The full boundaries, as Archbishop Gauthier set them out, were then as they are now: on the north, the predecessor to the Queensway, the Grand Trunk Railway tracks; the Rideau Canal on the east and south, and Booth Street on the west.
The story of how the parish grew within these boundaries is too rich to be contained in this sketch. The full chronicle is found in the parish’s own records of births and deaths, of baptisms, first communions and confirmations, and of the priests who served.

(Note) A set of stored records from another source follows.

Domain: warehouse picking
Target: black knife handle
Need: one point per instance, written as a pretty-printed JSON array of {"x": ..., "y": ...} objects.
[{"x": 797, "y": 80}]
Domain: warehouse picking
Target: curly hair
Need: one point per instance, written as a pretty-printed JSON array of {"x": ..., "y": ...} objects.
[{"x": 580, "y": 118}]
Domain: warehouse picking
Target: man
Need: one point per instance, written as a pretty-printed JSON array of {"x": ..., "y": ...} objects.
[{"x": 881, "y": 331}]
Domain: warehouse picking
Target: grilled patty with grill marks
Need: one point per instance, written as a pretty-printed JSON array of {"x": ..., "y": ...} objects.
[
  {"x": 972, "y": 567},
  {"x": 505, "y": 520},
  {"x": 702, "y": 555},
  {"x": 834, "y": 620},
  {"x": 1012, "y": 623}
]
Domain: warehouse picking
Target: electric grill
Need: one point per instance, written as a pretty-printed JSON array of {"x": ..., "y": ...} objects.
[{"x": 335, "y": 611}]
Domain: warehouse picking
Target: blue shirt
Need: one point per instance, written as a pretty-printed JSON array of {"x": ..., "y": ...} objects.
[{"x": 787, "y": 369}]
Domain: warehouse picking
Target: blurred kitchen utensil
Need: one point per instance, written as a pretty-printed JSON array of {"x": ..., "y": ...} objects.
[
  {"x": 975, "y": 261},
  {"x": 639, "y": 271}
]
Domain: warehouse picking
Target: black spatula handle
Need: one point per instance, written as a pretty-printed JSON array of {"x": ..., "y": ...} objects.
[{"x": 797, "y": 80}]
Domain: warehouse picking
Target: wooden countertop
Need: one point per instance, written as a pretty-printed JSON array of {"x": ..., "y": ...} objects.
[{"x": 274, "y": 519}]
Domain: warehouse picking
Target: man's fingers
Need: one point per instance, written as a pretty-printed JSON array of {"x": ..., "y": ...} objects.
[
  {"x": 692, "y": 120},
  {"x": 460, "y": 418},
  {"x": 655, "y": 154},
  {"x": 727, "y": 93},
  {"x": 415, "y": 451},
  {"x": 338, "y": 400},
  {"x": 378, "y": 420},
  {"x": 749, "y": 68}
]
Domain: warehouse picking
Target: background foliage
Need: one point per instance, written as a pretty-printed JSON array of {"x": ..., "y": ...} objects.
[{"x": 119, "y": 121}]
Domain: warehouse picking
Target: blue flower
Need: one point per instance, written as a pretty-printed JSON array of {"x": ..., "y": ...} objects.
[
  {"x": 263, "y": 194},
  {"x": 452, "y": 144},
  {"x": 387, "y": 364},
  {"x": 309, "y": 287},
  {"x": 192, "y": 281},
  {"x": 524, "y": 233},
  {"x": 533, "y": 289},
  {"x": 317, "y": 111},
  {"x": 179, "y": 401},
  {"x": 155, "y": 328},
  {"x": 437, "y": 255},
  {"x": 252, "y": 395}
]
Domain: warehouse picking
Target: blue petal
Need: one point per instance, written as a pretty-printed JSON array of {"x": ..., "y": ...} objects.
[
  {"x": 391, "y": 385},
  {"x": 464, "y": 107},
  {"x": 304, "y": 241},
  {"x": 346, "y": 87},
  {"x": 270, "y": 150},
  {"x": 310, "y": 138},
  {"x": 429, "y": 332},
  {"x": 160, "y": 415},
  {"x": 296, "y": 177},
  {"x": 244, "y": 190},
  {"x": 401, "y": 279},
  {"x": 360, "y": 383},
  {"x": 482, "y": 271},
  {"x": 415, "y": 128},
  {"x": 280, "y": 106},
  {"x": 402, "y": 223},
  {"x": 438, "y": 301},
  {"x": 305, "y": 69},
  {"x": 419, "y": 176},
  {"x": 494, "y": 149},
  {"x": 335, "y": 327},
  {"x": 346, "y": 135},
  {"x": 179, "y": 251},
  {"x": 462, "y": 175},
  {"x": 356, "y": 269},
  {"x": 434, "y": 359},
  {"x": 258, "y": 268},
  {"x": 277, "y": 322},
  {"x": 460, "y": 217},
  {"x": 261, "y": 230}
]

The important early years are authoritatively documented in a year book of more than 100 pages, published by Father O’Gorman in February, 1933, a souvenir of the opening of the new church the previous May. What follows here gives only a flavour of the passing years, concentrating on the beginning—on how we came to be what we are. By relying largely upon Father O’Gorman’s first-hand account, the founding fathers can be singled out. On April 1, 1913, parishioners, at the call of the pastor, met in St. Matthew’s school (the predecessor of Corpus Christi) and elected a building committee. The members were: F.X. Laderoute, P.H. Murphy, J.J. O’Meara, M.J. O’Neill, Thomas Clarey and T.J. Tobin.
The parish did not wait for a building to begin to function. Only 12 days after that first meeting, on Sunday, April 13, the first parish mass was said by Father O’Gorman in the chapel of the Precious Blood Monastery which stood on the Rideau Canal near Bank Street Bridge (it is now a condominium). Father O’Gorman reports that three masses were said there each Sunday for the next six months, and the chapel was crowded to capacity.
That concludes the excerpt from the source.